Q. My wife and I created our estate planning documents about 10 years ago and we really have not even looked at them since. Do you have any thoughts about when we should consider updating them?
A. Yes, I do. I would tie a review and update into a New Year’s Resolution. Many of us resolve to eat healthier and exercise more in the New Year. I would suggest another resolution: persons who have not created an estate plan should resolve to create one; and those who have already created one, such as yourself, should resolve to update them as need and changes in the law may now require.
A very basic estate plan would typically consist of the following legal documents: a “Living Trust”, a backup Will, a Durable Power of Attorney, an Advance Health Care Directive, and a HIPAA Release for each person. These legal documents are designed to be reviewed, modified and updated as circumstances change. Benchmarks for updating them might include: changes in family structure, such as births, deaths, divorces and marriages; changes in your finances or asset ownership; changes in your ability to manage your own affairs and/or the onset of incapacity; the need for long-term care; the disability of a spouse or child; and changes in tax law.

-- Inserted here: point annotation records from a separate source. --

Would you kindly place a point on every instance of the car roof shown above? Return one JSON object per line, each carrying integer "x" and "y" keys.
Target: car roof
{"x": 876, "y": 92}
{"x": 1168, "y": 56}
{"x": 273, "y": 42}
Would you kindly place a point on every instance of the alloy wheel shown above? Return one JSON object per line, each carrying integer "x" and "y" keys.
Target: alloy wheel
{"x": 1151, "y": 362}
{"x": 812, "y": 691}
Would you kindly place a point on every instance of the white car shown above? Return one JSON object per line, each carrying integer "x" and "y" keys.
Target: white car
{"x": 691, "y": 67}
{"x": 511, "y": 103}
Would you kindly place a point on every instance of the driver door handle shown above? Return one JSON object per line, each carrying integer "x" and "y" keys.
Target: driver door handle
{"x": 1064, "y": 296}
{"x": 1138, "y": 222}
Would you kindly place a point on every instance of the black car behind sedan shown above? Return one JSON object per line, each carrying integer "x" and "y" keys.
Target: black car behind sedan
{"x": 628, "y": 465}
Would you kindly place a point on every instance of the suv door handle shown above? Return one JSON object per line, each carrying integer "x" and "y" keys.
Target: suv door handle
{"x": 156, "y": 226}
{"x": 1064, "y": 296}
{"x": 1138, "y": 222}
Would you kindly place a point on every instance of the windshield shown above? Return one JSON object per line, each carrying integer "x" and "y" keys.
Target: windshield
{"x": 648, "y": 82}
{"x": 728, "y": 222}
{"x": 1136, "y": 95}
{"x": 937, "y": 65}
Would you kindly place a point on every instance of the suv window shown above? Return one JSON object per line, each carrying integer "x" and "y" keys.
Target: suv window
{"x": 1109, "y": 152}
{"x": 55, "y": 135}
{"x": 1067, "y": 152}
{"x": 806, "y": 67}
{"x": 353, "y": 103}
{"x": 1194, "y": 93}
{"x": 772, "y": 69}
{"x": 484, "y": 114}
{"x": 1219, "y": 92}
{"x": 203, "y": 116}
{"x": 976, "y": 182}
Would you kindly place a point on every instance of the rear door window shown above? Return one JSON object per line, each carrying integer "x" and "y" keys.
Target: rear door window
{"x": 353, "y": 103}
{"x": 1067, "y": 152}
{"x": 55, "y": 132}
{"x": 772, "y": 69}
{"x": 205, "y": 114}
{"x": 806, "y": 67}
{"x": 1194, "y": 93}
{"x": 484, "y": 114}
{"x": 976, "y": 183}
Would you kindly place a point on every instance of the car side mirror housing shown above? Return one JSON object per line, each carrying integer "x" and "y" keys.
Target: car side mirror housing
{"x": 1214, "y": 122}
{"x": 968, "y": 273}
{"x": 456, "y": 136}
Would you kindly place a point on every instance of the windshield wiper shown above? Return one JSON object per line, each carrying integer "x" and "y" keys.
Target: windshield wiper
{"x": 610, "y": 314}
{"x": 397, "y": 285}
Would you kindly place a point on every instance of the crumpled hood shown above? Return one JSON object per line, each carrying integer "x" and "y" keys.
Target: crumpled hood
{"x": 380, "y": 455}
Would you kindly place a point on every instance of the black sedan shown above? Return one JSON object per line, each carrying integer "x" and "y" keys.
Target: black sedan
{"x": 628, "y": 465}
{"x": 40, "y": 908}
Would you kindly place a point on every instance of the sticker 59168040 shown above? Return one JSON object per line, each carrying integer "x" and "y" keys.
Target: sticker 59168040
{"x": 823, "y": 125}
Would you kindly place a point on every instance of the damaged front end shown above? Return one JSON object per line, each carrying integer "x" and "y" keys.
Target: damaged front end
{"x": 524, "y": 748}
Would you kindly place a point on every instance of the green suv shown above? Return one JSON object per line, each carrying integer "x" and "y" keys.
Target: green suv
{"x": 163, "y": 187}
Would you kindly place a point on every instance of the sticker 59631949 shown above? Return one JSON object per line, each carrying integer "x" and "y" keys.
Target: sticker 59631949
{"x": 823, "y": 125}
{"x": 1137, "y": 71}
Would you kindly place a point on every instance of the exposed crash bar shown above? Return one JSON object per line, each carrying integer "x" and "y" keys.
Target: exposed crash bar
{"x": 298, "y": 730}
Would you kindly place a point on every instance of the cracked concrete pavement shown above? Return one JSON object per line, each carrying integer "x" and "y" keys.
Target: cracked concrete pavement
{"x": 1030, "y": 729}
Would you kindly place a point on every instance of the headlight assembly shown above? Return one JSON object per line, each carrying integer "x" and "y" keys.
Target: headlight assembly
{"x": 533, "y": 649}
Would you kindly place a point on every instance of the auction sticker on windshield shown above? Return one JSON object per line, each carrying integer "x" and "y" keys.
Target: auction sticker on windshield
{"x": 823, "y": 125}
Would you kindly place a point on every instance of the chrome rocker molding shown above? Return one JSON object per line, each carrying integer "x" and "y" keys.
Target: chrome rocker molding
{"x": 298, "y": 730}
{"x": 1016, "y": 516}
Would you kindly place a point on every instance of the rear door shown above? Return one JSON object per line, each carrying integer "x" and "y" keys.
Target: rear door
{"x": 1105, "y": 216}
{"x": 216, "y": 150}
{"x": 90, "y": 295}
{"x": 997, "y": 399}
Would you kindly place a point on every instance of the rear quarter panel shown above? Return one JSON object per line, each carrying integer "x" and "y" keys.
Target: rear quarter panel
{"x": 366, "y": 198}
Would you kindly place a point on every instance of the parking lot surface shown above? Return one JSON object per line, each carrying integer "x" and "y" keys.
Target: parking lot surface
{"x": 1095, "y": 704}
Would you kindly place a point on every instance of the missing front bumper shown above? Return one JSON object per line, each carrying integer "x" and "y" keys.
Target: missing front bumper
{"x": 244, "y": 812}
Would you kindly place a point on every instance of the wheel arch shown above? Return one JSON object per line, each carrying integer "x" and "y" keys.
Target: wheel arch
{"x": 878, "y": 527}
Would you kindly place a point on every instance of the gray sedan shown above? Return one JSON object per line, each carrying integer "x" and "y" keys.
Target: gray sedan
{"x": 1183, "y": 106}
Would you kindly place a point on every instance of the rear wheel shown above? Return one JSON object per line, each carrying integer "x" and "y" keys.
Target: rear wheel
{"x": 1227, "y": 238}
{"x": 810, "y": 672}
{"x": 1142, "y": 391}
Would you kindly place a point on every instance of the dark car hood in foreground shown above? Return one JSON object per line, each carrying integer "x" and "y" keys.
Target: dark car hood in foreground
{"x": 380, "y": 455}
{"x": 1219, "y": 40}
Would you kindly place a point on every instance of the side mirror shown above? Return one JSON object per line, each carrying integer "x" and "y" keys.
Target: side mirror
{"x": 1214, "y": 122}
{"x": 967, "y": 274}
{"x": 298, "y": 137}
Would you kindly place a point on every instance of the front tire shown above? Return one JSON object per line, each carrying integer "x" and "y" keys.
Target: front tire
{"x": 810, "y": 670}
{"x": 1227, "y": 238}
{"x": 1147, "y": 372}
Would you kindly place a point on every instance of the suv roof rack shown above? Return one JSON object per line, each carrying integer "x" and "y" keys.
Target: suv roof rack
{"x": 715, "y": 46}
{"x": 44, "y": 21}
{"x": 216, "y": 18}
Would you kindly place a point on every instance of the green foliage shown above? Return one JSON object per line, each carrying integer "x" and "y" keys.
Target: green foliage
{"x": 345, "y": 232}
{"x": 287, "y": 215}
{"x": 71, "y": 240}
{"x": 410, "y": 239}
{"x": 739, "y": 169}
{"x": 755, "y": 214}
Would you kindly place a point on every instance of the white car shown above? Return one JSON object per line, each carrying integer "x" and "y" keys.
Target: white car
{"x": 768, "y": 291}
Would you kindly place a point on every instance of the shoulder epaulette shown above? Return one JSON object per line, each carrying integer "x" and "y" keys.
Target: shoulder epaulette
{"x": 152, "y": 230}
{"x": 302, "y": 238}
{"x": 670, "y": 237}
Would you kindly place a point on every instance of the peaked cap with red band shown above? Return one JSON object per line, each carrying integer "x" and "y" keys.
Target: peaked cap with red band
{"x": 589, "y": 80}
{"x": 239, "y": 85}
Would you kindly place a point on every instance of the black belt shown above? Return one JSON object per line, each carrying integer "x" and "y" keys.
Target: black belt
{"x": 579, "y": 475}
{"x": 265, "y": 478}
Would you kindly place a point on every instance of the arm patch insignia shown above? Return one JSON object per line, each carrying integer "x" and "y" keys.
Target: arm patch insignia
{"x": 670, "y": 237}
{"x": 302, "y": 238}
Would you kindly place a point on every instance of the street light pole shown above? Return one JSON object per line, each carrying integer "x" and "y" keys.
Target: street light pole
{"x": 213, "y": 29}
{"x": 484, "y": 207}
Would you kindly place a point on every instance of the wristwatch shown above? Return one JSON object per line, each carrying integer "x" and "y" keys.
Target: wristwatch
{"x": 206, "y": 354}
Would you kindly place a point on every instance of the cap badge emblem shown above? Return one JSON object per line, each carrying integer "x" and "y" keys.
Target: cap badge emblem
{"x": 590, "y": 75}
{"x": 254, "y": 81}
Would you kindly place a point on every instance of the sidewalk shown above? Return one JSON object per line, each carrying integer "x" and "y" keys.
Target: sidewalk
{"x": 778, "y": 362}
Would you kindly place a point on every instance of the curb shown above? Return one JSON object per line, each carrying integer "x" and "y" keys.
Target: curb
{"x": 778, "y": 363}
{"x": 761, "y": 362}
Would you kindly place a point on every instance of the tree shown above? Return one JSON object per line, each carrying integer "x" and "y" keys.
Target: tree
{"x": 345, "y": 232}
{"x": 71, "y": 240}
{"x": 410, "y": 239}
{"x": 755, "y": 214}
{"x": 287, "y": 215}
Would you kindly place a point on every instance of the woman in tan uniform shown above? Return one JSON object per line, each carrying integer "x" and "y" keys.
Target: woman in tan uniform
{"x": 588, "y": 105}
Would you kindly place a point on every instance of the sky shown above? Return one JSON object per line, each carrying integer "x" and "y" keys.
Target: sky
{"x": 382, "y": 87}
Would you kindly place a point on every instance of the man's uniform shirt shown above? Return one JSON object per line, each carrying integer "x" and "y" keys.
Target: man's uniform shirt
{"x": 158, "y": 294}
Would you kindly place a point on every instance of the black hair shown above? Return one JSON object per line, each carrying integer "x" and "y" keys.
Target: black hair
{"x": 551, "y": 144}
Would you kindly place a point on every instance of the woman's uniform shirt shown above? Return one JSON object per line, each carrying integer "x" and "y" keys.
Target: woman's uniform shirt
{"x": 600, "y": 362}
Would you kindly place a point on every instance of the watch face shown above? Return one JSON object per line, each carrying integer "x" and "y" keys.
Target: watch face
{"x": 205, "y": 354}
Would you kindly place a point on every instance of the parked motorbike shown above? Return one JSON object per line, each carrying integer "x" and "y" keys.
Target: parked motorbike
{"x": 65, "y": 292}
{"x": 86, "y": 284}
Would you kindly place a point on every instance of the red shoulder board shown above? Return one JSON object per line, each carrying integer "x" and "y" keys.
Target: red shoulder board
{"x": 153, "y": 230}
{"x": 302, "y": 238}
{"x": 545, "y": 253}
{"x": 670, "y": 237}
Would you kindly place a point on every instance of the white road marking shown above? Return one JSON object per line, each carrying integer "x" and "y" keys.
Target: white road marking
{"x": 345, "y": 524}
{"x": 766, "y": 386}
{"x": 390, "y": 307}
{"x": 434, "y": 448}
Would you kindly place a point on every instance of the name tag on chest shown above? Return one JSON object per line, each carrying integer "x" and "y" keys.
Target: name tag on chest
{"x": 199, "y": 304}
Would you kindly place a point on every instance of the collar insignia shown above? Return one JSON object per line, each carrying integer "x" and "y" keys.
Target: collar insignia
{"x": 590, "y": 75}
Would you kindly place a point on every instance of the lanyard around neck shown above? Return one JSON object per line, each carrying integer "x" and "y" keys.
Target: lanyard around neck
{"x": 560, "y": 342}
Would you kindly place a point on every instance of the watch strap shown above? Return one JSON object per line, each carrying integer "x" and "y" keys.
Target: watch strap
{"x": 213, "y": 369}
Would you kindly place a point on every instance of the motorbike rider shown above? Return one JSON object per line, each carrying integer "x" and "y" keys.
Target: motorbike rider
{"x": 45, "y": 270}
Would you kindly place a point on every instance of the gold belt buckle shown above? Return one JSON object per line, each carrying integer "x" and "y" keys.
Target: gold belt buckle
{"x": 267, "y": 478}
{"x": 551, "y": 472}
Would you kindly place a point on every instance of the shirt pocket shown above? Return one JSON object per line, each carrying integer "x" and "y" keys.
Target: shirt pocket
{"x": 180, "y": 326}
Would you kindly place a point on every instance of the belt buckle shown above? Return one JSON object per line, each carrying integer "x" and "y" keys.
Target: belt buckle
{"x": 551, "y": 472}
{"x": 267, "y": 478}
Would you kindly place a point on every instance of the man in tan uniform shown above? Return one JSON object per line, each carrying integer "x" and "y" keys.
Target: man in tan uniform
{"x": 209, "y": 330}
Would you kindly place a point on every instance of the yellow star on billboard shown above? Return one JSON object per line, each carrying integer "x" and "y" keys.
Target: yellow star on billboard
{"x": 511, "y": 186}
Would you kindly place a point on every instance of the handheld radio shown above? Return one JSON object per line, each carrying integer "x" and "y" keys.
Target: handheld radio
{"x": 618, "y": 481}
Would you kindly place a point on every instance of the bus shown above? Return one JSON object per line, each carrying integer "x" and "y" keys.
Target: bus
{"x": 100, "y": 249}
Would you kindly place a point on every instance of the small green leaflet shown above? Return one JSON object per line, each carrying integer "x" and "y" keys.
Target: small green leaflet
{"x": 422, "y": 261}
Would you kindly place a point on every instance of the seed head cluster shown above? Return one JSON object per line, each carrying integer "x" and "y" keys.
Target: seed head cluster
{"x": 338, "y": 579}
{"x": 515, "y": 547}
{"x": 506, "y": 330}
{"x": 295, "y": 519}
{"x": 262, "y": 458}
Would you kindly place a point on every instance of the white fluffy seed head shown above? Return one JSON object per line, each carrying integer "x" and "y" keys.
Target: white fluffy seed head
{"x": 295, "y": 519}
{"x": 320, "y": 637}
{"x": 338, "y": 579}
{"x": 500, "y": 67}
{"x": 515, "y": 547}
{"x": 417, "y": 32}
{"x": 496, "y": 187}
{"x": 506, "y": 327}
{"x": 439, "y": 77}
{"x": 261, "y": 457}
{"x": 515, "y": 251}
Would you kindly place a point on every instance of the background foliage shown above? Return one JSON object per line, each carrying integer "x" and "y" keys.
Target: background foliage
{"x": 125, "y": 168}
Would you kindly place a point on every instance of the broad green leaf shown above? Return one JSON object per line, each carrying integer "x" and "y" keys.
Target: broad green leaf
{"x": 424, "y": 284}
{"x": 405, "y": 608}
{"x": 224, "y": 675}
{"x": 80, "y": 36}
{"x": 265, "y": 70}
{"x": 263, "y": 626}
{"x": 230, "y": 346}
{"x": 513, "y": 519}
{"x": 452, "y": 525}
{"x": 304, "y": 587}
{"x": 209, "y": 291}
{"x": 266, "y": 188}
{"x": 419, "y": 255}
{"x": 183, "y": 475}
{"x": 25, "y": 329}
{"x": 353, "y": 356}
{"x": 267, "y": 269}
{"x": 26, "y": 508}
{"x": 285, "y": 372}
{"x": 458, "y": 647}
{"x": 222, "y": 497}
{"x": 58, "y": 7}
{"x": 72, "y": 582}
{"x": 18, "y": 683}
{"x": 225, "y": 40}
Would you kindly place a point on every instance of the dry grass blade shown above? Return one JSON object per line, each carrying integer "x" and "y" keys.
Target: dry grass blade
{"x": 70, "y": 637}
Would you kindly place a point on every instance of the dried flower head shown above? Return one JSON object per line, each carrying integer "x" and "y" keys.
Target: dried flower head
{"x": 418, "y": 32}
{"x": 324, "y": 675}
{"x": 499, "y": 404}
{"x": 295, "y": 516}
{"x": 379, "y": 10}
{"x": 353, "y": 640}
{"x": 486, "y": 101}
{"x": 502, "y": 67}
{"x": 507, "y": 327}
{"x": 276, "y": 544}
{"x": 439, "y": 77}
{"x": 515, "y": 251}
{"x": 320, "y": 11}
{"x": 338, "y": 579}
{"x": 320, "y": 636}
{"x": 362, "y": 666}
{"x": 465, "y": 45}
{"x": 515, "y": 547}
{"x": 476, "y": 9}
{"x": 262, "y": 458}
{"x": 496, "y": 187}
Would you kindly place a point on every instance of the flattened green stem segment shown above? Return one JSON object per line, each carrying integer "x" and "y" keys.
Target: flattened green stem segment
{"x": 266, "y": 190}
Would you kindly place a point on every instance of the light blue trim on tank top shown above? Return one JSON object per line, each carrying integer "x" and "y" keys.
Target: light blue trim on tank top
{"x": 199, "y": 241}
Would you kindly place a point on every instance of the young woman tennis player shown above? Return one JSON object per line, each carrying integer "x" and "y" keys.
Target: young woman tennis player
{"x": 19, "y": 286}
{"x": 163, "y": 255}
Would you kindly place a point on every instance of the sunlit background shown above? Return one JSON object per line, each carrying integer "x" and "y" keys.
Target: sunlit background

However, as much as we encourage clients to review and update their estate planning documents, too few actually take that advice. In fact, I have seen wills of deceased parents, prepared two or three decades earlier, which still refer to their children as minors, and others that mention only one child when the parents subsequently had more children. Outdated documents can sometimes be more problematic than none at all.
If it has been 10 years or so since you created your documents, you very likely have provisions in them which were designed with old tax law in mind, and which would now might make administration of your estate unduly cumbersome. Example: for married couples, it was common practice years ago, when the estate tax exemption was only $1 million per person or less, of requiring asset splits and sub trust funding at the first spouse’s death in order to minimize the estate tax bite for the survivor’s estate. Now, with the federal estate tax exemption increased to $11.4 Million per person (for persons dying in 2019), and the corresponding option for married couples to double that amount by making a timely election, the need for burdensome sub-trust funding is no longer necessary for most couples. If your 10 year-old plan falls into this category, you may wish to modify it by eliminating this sub-trust requirement and thereby make asset management easier for the survivor.
For those who have not created an estate plan, I would encourage them to do so. Sometimes setting a specific calendar deadline is helpful, such as by setting a goal of creating or updating your plan by March 31 of the New Year.
The New Year is a time for renewal. Let’s add getting your legal affairs in order to your other resolutions. Your elder law or estate planning attorney can assist you in crafting or updating your plan to meet your present circumstances.